Rule 1: All guns are always loaded
Don’t let anyone change this rule with something like “Treat” all guns as if they were loaded. The two words “as if” messes everything up. If I pick up a gun and clear it I can then do anything with it now because I’ve cleared it, right? No! What if my clearing of that weapon was sloppy or I just missed that shell in the barrel? I like the wording of the rule, all and always, are powerful. This is the most important rule. All the other rules are linked to this one. When someone hands you a gun you clear it first thing. I don’t care if you just watched the person that handed it to you clear it, clear it again! If all guns are always loaded then no one should ever say “I didn’t know it was loaded!”

Rule 2: Never let the muzzle cover (point at) anything you are not willing to destroy.
This is one that is constantly overlooked and violated. I do it myself. I don’t want to destroy the ceiling yet I’d rather point it there than at a person. I don’t worry as much when a gun is in a holster or case or even sitting on a table. Once it’s under human control, in someone’s hands, that’s when these tools become dangerous. This applies to me or anyone handling the gun. Don’t point it at yourself or your body parts. This includes your foot! Don’t scrap this rule when you dry fire. You can practice most shooting techniques without firing a shot. Make sure what you are pointing your gun at and using as your dry fire target is something that can contain your round.
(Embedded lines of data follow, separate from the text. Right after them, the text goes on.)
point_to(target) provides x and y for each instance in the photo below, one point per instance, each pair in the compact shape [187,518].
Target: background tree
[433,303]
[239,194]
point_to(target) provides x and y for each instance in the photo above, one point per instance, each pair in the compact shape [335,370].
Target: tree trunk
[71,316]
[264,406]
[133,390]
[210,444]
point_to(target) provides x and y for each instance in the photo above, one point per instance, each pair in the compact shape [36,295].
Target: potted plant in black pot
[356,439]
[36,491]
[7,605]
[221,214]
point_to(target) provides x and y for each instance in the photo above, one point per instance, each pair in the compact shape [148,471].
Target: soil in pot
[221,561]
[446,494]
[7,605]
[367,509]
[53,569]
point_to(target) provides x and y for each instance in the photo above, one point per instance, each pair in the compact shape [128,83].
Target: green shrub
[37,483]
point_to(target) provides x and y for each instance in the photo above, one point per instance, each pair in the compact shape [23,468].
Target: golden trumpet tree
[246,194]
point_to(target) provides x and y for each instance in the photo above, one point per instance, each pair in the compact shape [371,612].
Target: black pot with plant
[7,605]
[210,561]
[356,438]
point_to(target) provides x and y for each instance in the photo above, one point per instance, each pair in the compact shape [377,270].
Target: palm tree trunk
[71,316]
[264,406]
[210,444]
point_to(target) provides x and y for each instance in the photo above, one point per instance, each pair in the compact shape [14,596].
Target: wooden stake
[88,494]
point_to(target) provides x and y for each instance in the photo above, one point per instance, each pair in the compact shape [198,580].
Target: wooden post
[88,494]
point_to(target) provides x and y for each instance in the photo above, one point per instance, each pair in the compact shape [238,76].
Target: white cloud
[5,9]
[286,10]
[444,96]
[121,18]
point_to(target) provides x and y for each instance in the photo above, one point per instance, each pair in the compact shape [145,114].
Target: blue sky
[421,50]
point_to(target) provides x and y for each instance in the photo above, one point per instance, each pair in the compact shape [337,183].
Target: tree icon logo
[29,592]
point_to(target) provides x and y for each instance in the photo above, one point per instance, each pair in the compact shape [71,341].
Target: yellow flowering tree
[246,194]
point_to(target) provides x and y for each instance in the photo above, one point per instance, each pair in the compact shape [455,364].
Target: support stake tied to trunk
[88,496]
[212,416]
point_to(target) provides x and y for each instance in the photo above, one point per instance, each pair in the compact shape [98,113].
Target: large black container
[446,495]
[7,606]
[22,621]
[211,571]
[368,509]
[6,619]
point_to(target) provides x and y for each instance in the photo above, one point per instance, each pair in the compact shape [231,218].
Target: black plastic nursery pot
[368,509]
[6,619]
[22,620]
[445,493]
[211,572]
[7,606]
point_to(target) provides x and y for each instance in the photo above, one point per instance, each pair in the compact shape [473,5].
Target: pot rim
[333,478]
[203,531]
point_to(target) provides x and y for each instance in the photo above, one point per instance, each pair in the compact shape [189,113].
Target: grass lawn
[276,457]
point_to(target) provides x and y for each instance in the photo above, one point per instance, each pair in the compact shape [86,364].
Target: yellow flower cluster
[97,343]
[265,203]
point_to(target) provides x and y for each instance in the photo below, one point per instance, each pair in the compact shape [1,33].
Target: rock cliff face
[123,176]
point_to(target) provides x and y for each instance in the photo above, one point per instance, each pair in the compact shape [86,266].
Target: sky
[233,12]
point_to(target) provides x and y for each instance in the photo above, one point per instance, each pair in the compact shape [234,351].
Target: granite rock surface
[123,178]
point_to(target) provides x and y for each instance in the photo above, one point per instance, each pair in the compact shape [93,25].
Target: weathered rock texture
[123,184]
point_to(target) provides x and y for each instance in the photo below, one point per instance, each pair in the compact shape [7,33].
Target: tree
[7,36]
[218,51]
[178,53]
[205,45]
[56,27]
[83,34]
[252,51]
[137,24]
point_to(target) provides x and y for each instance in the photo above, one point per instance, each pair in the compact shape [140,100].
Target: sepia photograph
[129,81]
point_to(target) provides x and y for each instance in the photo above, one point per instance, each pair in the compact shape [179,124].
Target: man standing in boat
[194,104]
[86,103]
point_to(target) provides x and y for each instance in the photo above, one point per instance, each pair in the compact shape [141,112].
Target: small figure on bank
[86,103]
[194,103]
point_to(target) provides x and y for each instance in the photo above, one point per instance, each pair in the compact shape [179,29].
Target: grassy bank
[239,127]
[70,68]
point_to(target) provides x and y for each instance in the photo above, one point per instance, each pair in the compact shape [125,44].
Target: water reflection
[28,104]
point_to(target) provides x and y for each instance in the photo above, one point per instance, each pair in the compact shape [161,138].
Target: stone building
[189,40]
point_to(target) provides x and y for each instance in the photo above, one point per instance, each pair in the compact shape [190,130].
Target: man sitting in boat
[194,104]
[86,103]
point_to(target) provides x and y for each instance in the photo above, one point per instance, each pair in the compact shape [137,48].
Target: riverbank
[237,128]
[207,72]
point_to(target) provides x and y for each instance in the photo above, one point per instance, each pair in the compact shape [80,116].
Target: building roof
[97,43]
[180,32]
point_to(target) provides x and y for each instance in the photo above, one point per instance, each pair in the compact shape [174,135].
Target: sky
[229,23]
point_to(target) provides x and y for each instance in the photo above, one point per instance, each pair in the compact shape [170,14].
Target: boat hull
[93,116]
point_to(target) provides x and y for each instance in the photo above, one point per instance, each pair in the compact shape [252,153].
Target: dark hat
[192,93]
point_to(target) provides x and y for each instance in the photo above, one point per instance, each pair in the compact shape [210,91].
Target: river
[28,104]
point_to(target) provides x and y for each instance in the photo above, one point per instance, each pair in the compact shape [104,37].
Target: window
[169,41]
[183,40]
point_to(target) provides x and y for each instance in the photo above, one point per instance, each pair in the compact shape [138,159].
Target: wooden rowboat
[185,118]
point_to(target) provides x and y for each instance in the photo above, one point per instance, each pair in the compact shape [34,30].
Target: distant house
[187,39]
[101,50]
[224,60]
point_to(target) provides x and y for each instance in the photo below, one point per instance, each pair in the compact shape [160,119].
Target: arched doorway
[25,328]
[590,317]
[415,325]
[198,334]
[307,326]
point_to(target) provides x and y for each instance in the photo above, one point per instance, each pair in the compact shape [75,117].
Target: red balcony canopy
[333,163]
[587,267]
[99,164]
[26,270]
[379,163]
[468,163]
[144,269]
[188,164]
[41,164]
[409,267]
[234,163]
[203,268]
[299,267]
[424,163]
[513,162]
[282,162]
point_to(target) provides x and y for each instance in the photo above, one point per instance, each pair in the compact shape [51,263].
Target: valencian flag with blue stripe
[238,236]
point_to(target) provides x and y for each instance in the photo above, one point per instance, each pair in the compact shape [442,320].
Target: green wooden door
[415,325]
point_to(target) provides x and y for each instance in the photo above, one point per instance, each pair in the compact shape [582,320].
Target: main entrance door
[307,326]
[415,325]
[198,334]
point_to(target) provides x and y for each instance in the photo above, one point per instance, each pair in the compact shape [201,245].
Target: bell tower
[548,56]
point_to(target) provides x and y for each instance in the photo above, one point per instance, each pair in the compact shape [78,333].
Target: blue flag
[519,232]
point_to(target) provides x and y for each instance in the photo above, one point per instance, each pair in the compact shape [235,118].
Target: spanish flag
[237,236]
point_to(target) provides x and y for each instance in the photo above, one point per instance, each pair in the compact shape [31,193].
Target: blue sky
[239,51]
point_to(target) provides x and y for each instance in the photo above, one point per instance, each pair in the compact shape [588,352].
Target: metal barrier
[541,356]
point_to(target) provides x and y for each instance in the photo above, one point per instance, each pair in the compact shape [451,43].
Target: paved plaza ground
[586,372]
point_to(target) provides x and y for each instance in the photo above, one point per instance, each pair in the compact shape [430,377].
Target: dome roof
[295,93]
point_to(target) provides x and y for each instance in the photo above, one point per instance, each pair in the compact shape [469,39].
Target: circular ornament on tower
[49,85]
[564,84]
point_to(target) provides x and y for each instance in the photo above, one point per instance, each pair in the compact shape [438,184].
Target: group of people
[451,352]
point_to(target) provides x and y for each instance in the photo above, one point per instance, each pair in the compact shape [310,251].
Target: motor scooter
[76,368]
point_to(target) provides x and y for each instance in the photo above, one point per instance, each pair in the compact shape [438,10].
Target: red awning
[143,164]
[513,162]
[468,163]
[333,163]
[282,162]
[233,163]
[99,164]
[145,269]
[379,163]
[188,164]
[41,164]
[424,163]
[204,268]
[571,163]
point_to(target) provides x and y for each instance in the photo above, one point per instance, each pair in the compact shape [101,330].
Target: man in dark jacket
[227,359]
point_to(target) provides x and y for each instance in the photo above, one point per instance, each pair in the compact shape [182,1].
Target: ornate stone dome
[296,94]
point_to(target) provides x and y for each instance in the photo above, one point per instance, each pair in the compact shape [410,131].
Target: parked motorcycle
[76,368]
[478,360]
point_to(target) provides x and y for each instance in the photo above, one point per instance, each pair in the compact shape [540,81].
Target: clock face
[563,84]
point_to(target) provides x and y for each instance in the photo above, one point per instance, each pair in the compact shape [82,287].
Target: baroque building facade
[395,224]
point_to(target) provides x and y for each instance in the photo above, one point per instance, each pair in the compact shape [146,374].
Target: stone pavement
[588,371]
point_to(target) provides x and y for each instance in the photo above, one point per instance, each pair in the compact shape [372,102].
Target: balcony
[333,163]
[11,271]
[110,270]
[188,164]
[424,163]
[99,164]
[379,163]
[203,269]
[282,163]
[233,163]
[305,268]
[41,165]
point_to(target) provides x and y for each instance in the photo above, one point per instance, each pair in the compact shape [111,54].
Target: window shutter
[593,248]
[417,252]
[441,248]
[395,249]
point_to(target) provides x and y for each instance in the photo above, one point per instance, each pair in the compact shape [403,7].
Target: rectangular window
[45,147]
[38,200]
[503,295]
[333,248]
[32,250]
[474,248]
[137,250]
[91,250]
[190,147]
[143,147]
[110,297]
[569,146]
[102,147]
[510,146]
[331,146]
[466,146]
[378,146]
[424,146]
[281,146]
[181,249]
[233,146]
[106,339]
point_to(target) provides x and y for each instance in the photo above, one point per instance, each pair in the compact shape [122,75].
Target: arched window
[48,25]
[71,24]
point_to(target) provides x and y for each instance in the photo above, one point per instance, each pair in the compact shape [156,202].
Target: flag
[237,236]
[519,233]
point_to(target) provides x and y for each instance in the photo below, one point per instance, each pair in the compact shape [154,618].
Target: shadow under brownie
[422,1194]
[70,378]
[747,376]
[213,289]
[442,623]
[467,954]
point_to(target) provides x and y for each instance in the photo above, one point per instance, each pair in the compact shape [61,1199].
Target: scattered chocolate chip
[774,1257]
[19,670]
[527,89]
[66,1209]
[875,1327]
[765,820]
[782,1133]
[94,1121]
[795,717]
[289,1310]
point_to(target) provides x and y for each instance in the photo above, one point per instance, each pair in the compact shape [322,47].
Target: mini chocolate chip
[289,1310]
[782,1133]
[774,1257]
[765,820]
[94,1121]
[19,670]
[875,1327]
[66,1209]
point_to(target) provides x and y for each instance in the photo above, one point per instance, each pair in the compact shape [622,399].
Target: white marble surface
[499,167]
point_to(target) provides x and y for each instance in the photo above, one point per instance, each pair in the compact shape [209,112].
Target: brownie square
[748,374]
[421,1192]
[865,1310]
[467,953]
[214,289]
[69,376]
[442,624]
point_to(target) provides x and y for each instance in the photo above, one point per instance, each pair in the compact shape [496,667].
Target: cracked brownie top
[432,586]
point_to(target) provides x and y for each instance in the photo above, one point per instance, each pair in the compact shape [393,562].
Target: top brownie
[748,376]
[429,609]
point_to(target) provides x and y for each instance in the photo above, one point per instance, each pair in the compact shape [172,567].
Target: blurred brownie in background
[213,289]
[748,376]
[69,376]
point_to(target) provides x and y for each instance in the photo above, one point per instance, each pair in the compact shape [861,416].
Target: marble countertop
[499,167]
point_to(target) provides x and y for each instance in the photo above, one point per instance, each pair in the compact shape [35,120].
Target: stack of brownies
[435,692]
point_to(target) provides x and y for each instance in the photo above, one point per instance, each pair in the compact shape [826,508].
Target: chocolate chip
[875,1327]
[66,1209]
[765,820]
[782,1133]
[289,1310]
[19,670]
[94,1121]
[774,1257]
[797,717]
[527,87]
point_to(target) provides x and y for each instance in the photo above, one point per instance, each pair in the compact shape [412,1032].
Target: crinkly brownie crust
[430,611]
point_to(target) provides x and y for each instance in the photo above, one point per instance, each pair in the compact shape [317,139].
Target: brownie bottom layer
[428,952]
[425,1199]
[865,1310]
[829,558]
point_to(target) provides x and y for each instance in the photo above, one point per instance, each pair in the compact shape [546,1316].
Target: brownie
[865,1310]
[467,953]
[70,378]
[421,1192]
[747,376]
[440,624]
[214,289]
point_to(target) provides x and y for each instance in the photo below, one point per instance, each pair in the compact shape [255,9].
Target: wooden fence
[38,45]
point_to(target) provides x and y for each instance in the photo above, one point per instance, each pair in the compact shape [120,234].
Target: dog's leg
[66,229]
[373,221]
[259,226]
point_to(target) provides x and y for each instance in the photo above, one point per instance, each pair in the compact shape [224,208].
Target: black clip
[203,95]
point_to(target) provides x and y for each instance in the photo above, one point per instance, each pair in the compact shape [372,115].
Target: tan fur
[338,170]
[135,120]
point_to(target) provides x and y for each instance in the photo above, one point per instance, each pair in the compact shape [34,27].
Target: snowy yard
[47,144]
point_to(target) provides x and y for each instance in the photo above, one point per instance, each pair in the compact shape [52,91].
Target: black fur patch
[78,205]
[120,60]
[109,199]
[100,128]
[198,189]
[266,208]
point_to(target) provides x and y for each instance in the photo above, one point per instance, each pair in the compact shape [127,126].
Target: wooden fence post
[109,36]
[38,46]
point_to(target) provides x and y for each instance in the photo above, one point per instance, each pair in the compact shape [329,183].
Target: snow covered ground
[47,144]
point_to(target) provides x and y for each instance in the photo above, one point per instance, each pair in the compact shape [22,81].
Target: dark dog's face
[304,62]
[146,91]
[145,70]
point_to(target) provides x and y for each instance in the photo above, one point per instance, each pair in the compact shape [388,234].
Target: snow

Rule 3: Keep your finger OFF the trigger until your sights are on the target
For some reason when a human picks up a gun they naturally put their finger on the trigger or in the trigger guard. Actually, that’s how guns are designed so that it is not difficult to get to the trigger when it comes time to shoot. That’s why always keeping this rule is so important. Guns do not shoot, people press the trigger and the mechanical device responds. Without your finger on the trigger, the gun normally won’t go off.
Remember this scene from the movie “Blackhawk Down”?
Steele: Sergeant, what's the meaning of this?
[Thinking he's talking about the unauthorized pig picking]
"Hoot": Just a little aerial target practice, sir. Didn't want to leave 'em behind.
Steele: I'm talking about your weapon, soldier. Now Delta or no-Delta, that's still a hot weapon. Your safety should be on at all times.
"Hoot": This is my safety, sir.
[He holds up his index finger and bends motions as if squeezing a trigger and then walks off]
Sanderson: Let it alone, sir. He hasn't eaten in a few days.
I guess Hoot was Hangry… but his sentiment is true. Finger discipline is the perfect “safety”.
This is one rule that is constantly violated on T.V. and in movies. When I see an actor with finger discipline I know the advisor for weapons did a good job. Once in a while you’ll find an actor that actually knows this rule first hand like Keanu Reeves who has been a competitive shooter.

Rule 4: Always be sure of your target.
I always add on the end of this rule “…and beyond.” You are responsible for every bullet that exits your gun. You MUST know where that bullet is going. In self-defense you must have 100% target identification. You cannot shoot at sounds or darkness. If you do, you may injure or kill someone you do not intend to. You could end up heart broken and in jail.
At the range, or wherever you shoot, ensure your backstop will stop a bullet. Not maybe, not slow it down, but stop it dead every time. Know also if what you’re shooting at will ricochet in any direction you don’t want it to. It can even ricochet back to you or whoever you’re shooting with. So be aware.
Situational awareness is so essential when you shoot. When it comes to self-defense just because you have drawn your gun doesn’t mean you must shoot. Once you see the threat you must assess if this perceived threat really is a threat. It should happen in a split second. You must be ready.

Know what you are doing.
These rules should be learned until you know them backward and forward. Become the model gun handler. Education can cure Hollywood gun handling. Your example can set the example and show anyone who sees you, that you are a serious gun owner. You keep these rules and you expect everyone else to do the same. You can be a great teacher even if you are not an instructor. You can be the one who can prevent tragedy.